A cartoonist with a $100,000 Al Qaeda bounty on his head for drawing the Prophet Muhammad as a dog died when a truck crashed into his car
International2 min read
  • Lars Vilks got death threats for drawing the Prophet Mohammed with a dog's body in 2007.
  • Vilks was placed under police protection, but his home was firebombed and he was attacked in 2010.
  • He was killed in Sweden on Sunday after a truck smashed into the police car carrying him.

A Swedish artist famous for a work depicting the Prophet Muhammad with a dog's body has been killed in a traffic crash, according to reports.

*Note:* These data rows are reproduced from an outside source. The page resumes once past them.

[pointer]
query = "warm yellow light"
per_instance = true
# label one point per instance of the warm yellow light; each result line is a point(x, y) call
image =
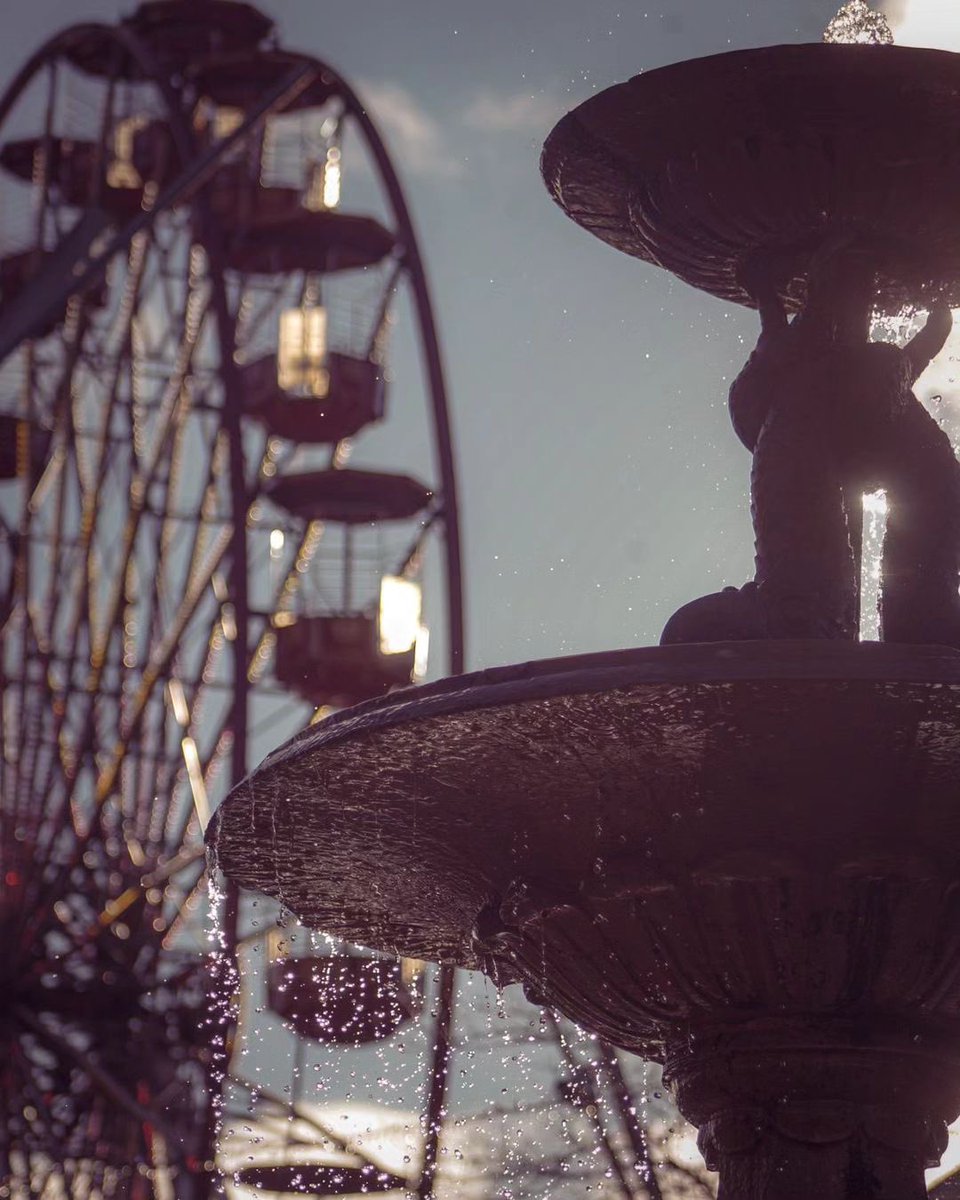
point(331, 179)
point(121, 172)
point(301, 352)
point(227, 120)
point(178, 702)
point(401, 601)
point(420, 653)
point(323, 189)
point(197, 785)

Lars Vilks was put under police protection in 2007 after he received death threats for publishing the drawing. At the time, Al Qaeda put a $100,000 bounty on his head and his house was fire-bombed.

Police in Sweden are investigating the details of the crash, and have said that so far they have found no evidence that it was intentional.

Any depiction of Muhammad is considered offensive in Islam, and cartoons showing him have prompted violent backlashes before. Some conservative Muslims also consider dogs unclean, so especially offensive.

Vilks, 75, was killed alongside two police chaperones when a truck smashed into a police car carrying him in the town of Markaryd, where he lived, on Sunday, Reuters reported.

"This is a very tragic incident. It is now important to all of us that we do everything we can to investigate what happened and what caused the collision," Swedish police said Monday, per Reuters.

"Initially, there is nothing that points to anyone else being involved."

At the time of the drawing's publication, Vilks said he didn't intend to offend Muslims, but that he wanted to make a statement about political correctness.

"That's a way of expressing things. If you don't like it, don't look at it. And if you look at it, don't take it too seriously. No harm done, really," he said, according to CNN.

Defending himself further, Vilks noted that he had also depicted Jesus as a pedophile.

Vilks has lived a fairly public life despite the threats made against him, which has occasionally put him in danger.

In 2010, police deployed tear gas after a group of protesters attacked Vilks as he gave a lecture at Uppsala University and, in 2015, one person was shot dead at a free-speech event hosted by Vilks at a cafe in Copenhagen, Denmark.